Conclusion to issue regarding value of use of Licensed areas

  1. The Tribunal accepts Mr Sheehan's evidence that he took into account the licensed areas in determining his valuation.  He explained in his evidence why he had not placed much weight on these areas in calculating the market rental.

  1. The Tribunal is of the view that the contentions of the Applicant are unsustainable.

Finding of Fact

  1. The Lease ascribes a value of $1.00 per annum as the normal rent for the licensed areas.

  1. Mr Sheehan has turned his mind to the value of the licensed areas.

Conclusion in relation to the Application

  1. The purpose of the appointment of an expert is meant to save the expense of calling witnesses and having the conflicting views of experts thrashed out, when the parties are content and willing to accept the judgment of the person who they know to be reliable. For this reason the Act sets out the process for determining the market review by an appropriately qualified expert. In the words of Duncan Commercial Leases in Australia Third Edition at page 102:  Therefore generally, if the expert gives a valuation honestly and in good faith, the parties are bound by it even if a mistake is made.  Duncan then offers the view: However, this may depend on the nature of the mistake.  If it is fundamental, for example, if the expert reviews the wrong lease or the wrong property, the valuation would not be in accordance with the lease.  But if the reviewer carries out the instructions in the lease, although these may be approached in different ways, there is no recourse. In order for the applicant to succeed it would need to demonstrate that the specialist valuer failed in some fundamental way when undertaking the valuation in accordance with the Act.

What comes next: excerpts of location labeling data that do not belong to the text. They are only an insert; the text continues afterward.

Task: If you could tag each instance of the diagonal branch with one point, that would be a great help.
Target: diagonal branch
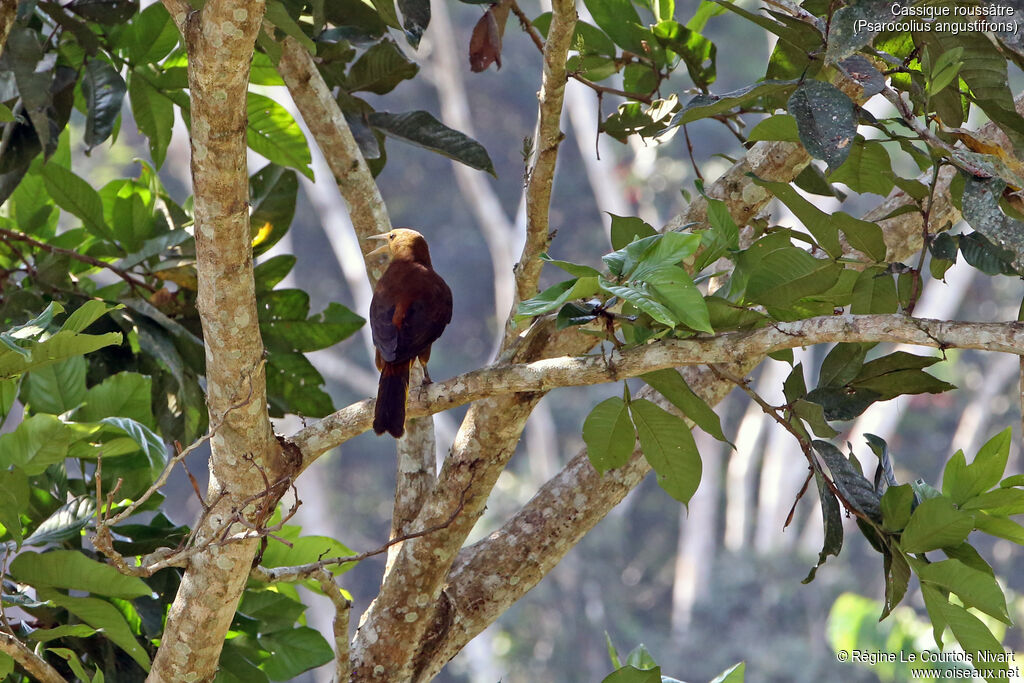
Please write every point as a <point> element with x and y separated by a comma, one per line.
<point>37,667</point>
<point>540,175</point>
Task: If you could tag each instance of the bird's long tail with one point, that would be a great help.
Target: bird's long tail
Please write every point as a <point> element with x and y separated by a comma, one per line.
<point>392,390</point>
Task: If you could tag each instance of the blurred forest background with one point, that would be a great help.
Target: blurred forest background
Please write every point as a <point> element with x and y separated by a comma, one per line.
<point>701,589</point>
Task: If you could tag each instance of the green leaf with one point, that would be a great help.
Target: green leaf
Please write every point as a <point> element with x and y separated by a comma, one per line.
<point>36,443</point>
<point>620,19</point>
<point>76,197</point>
<point>785,275</point>
<point>380,69</point>
<point>272,132</point>
<point>13,501</point>
<point>825,121</point>
<point>154,115</point>
<point>576,269</point>
<point>733,674</point>
<point>669,446</point>
<point>639,297</point>
<point>967,481</point>
<point>867,169</point>
<point>971,633</point>
<point>670,383</point>
<point>609,435</point>
<point>675,288</point>
<point>896,504</point>
<point>832,517</point>
<point>55,388</point>
<point>626,229</point>
<point>68,630</point>
<point>153,446</point>
<point>1000,502</point>
<point>422,129</point>
<point>778,127</point>
<point>124,394</point>
<point>100,614</point>
<point>273,191</point>
<point>857,491</point>
<point>294,651</point>
<point>976,589</point>
<point>103,90</point>
<point>269,273</point>
<point>73,570</point>
<point>416,16</point>
<point>66,522</point>
<point>936,523</point>
<point>704,105</point>
<point>285,326</point>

  1. The onus is on the applicant to establish some fundamental mistake for example, if the expert reviews the wrong release all the wrong property as stated above. The Tribunal is satisfied that Mr Sheehan has undertaken his valuation in accordance with the Act. The Tribunal is satisfied that Mr Sheehan has set out the basis of his valuation. The Tribunal is not satisfied that the Applicant has produced the evidence necessary to impeach or invalidate Mr Sheehan’s Valuation.

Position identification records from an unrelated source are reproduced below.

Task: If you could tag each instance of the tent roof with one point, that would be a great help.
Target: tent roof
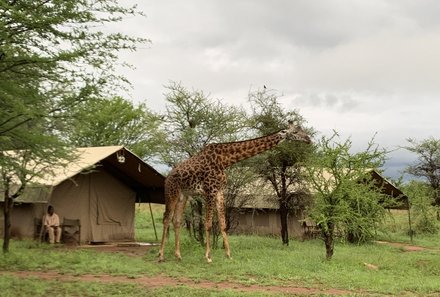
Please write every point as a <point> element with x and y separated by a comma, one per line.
<point>264,197</point>
<point>119,161</point>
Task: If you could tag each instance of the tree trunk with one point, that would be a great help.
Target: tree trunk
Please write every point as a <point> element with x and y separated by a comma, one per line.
<point>7,221</point>
<point>328,234</point>
<point>284,226</point>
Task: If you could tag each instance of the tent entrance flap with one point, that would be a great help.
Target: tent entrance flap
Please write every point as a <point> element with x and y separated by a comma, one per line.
<point>112,208</point>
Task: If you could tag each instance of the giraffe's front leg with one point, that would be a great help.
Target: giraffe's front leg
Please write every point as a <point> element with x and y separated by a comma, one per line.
<point>177,220</point>
<point>208,226</point>
<point>222,221</point>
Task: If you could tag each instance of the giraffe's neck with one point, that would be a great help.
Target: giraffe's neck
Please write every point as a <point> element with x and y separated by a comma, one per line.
<point>233,152</point>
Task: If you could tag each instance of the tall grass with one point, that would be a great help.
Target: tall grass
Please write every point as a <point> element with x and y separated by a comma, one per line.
<point>368,268</point>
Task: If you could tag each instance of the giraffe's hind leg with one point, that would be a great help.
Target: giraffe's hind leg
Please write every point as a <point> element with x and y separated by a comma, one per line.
<point>220,204</point>
<point>177,221</point>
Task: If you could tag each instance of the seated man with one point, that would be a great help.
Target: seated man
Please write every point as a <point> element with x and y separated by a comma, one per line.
<point>52,225</point>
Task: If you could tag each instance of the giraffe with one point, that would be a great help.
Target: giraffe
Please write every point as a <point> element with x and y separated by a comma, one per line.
<point>204,174</point>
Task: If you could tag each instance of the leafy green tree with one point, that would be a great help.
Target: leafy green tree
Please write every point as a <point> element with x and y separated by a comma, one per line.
<point>428,165</point>
<point>191,121</point>
<point>345,197</point>
<point>52,56</point>
<point>282,166</point>
<point>115,121</point>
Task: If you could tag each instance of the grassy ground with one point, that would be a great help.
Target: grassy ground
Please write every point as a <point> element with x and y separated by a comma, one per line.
<point>372,269</point>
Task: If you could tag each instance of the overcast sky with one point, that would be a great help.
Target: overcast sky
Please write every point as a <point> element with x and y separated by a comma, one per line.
<point>358,67</point>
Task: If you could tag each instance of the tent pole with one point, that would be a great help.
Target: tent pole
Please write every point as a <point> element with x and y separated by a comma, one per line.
<point>152,219</point>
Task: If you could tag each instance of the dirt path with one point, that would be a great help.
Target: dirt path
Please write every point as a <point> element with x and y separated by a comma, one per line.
<point>162,281</point>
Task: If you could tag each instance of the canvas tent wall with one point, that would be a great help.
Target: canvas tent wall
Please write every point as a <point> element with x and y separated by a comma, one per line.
<point>100,189</point>
<point>260,215</point>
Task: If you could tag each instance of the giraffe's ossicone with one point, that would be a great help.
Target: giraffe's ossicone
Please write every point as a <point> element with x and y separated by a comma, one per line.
<point>204,174</point>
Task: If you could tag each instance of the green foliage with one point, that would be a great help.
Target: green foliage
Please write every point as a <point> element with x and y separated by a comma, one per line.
<point>115,121</point>
<point>193,120</point>
<point>280,166</point>
<point>345,198</point>
<point>52,56</point>
<point>256,260</point>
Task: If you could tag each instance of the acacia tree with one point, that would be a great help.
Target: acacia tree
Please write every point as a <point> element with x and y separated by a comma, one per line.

  1. The Tribunal accepts the contention that the obligation on the tenant to undertake the cleaning of the centre is an arrangement that the valuer should have taken into account in determining a market rent.

  1. The Tribunal is not satisfied that established a case for the Tribunal to look behind the Valuation and in accordance with section 33 of the Act Mr Sheehan’s determination of market rent stands. The Tribunal accordingly dismisses the Applicant’s application.

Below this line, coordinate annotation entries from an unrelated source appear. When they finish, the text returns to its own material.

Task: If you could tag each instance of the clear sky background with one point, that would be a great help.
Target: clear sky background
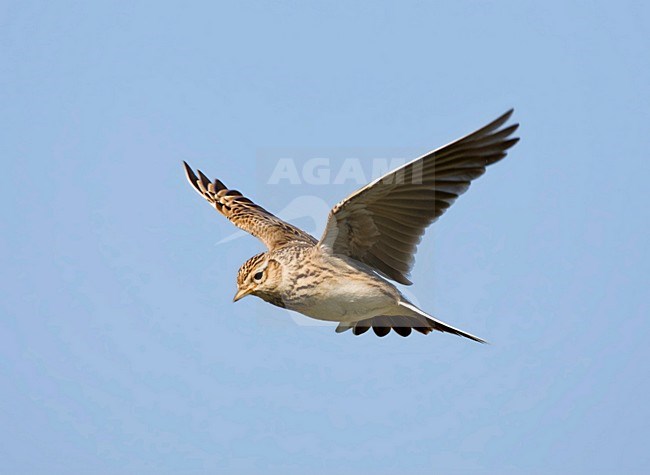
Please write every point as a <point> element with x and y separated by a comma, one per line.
<point>120,349</point>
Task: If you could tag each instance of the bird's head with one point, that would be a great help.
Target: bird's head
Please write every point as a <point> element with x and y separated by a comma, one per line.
<point>260,276</point>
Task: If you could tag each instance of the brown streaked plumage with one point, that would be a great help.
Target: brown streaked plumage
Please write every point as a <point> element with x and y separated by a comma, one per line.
<point>372,233</point>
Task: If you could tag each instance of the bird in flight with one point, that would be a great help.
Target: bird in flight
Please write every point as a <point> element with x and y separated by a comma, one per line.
<point>370,238</point>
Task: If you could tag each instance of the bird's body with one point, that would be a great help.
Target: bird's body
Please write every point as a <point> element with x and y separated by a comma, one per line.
<point>370,235</point>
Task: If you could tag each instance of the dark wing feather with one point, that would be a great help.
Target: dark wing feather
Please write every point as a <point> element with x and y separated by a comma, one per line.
<point>245,214</point>
<point>382,223</point>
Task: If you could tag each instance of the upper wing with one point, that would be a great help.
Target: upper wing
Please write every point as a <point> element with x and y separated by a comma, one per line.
<point>245,214</point>
<point>382,223</point>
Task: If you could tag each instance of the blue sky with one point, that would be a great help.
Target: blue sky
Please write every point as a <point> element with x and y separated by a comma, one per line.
<point>121,351</point>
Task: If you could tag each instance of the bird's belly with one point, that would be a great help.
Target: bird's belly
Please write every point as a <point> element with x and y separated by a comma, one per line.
<point>343,300</point>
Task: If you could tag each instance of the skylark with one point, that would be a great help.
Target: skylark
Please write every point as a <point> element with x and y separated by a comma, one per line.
<point>371,236</point>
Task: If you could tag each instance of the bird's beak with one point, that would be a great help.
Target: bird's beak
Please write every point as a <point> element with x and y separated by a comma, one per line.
<point>241,293</point>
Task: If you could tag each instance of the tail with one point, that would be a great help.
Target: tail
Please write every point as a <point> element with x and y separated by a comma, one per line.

  1. It follows from the Tribunal’s decision that the assessment of market rent assessed by Mr Sheehan stands and pursuant to section 33 of the Act is the market rental as at 1 December 2007.

Orders

  1. The Tribunal dismisses the Application.

  1. The Tribunal orders the Applicant to pay the sum of $78,010.02 being overpaid rental monies for the period 1 December, 2007 to 30 November, 2010 to the Respondent within 14 days.

  1. The Tribunal directs that a copy of this decision be provided to any Specialist Retail Valuer who might be subsequently asked to undertake a market valuation under the lease and pursuant to the Act.

  2. The Tribunal gives the parties until 4pm on 2 March 2012 to file and exchange in relation to costs.  The Tribunal will then decide the matter of costs on the papers.